The Mine Safety and Health Administration has levied $9.1 million in fines in the past seven years against companies cited for safety violations following mine fatalities. About 28% of that amount has been collected, according to data on MSHA's website.
At least $5.2 million in fines has been reduced to $2.5 million on appeal. An additional $2.2 million in fines is being appealed; about $1 million is listed as delinquent. Proposed fines and fines wiped out by bankruptcies account for the remainder.
MSHA oversees the nation's 1,400 coal mines and 75,000 coal miners. An MSHA team is investigating last week's explosion at the Sago Mine in West Virginia that killed 12 miners and sparked scrutiny of the government's monitoring of mine safety.
Since 1999, 206 accidents have killed 234 coal miners. Fines ranged from $113 to a maximum of $60,000.
From 1999 until last week, Sago had no fatal accidents, but it had been cited for 276 safety violations in the last two years and fined $33,600. It paid $23,986. (Related story: CEO: Mine passageway unblocked)
Its largest fines were often reduced by judges or through negotiations between the mine operator and U.S. Labor Department lawyers. That process, critics say, enables mine owners to wriggle out of severe penalties that are in place to keep workers safe.
"It hurts safety immensely," said Dennis O'Dell, head of health and safety for the United Mine Workers of America. He called the system "broken" because coal companies know they can win reductions in fines proposed by mine-safety inspectors.
"If I'm a coal operator and I get $10,000 of fines and I know I can get those reduced to $250, naturally I'm not going to take it as seriously," O'Dell said.

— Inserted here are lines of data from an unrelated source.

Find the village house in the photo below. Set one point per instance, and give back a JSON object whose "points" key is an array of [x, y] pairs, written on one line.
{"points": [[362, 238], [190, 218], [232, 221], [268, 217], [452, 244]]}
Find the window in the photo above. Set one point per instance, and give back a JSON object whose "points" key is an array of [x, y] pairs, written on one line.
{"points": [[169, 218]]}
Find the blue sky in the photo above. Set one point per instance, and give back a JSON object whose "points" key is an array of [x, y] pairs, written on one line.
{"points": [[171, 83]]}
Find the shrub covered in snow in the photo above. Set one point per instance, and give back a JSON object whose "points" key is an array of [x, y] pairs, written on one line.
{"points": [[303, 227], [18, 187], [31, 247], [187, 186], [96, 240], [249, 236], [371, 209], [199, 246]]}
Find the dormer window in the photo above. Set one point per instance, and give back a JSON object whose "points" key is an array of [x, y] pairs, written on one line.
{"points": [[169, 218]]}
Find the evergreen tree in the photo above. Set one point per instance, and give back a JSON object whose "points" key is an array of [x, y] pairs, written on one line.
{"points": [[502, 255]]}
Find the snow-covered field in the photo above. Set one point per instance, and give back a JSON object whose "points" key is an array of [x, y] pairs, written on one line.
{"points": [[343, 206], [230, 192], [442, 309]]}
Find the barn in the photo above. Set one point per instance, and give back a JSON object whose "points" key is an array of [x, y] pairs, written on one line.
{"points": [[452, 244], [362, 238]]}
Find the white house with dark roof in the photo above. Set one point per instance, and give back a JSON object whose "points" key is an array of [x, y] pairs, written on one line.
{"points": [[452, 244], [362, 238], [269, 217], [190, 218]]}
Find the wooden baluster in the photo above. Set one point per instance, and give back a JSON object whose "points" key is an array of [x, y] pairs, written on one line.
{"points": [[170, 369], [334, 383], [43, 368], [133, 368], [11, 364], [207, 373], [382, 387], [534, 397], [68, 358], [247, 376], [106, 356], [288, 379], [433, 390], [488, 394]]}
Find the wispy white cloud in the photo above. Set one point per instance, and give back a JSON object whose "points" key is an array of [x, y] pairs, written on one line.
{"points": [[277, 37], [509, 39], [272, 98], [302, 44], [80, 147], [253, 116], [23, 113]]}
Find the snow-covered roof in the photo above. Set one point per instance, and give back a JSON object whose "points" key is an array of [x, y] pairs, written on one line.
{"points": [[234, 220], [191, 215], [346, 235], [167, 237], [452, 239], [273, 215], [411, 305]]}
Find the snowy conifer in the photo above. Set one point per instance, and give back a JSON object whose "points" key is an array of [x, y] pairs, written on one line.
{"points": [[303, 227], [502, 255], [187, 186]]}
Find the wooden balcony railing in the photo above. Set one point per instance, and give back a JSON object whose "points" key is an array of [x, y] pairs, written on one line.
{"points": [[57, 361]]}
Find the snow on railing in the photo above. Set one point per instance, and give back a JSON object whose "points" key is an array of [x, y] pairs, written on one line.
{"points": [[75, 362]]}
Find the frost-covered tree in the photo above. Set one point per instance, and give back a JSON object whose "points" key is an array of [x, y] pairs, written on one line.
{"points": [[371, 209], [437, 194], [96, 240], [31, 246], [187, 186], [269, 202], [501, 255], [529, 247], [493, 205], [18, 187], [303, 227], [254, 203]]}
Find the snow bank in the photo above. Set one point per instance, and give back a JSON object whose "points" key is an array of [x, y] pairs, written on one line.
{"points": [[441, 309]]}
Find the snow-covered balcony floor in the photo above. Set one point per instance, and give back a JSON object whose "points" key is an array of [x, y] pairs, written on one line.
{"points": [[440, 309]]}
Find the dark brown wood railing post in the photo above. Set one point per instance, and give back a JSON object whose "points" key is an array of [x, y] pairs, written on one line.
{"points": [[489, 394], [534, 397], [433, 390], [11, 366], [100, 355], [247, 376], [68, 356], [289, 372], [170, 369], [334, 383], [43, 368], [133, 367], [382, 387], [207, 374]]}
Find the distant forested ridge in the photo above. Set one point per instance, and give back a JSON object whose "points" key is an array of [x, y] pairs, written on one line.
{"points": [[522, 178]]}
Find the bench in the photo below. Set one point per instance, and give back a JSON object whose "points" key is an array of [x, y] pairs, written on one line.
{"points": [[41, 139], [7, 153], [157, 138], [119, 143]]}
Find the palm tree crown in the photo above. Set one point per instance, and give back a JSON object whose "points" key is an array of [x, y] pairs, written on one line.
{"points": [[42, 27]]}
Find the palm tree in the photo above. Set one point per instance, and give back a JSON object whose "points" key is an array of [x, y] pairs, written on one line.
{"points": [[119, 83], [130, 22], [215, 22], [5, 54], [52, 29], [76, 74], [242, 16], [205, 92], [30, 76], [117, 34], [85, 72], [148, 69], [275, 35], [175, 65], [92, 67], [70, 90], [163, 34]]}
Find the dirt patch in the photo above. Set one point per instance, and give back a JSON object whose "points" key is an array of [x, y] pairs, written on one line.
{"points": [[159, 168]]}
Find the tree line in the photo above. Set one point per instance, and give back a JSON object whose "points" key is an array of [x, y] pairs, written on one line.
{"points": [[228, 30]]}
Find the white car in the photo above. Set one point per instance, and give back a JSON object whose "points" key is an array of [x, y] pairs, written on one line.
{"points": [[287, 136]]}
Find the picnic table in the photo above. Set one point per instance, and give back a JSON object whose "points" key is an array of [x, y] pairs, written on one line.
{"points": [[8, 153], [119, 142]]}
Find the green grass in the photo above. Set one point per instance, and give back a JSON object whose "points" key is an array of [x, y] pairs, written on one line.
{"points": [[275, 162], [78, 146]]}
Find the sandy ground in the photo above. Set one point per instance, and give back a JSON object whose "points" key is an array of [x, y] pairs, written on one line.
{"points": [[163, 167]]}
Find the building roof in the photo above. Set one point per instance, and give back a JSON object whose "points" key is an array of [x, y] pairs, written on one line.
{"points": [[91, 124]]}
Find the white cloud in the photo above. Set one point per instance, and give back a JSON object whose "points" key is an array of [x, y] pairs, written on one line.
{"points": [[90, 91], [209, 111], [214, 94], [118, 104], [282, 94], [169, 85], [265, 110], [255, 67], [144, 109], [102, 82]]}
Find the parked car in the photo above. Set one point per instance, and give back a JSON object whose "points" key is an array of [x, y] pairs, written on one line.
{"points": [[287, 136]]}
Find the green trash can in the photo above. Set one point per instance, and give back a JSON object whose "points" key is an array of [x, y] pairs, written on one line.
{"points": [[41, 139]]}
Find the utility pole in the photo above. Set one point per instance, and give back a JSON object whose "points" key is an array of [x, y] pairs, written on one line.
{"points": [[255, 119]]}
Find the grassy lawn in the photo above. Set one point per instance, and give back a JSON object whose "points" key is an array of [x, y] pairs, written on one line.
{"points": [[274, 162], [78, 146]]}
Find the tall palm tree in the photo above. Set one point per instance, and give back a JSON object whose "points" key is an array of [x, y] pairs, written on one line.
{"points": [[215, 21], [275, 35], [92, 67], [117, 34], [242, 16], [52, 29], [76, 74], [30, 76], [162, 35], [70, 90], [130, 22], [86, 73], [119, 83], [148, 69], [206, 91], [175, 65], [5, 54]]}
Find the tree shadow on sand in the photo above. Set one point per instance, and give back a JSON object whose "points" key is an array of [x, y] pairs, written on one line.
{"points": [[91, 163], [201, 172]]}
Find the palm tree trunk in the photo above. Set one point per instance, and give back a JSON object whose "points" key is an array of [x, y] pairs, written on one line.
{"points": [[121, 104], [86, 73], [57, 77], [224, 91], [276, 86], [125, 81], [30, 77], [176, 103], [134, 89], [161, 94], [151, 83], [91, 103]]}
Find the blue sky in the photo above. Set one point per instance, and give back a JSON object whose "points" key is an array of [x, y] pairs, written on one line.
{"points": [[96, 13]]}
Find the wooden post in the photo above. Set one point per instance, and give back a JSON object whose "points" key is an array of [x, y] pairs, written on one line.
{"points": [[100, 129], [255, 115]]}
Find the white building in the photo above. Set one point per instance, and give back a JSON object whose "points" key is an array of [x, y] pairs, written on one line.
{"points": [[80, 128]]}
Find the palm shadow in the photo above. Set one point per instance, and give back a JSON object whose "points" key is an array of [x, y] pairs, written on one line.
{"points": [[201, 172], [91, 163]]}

Tim Biddle, a lawyer who defends coal companies, said inspectors overreach in proposing fines. "The government is not able to back up its claim," he said.
Companies take safety "very seriously" to avoid losing miners — and to avoid shutdowns that occur while a fatality is investigated, Biddle said.
Biddle won a victory for Jim Walter Resources Inc. in November when a judge cut a $435,000 fine to $3,000 for a 2001 accident that killed 13 miners in Alabama. The judge said MSHA failed to prove wrongdoing.
Inspectors are required to consider a fine's economic impact on a company, yet fines can be small compared with earnings. Consolidation Coal Co. paid $1,238 after a miner was killed at a Virginia mine in 2004. Its parent company earned $200 million that year.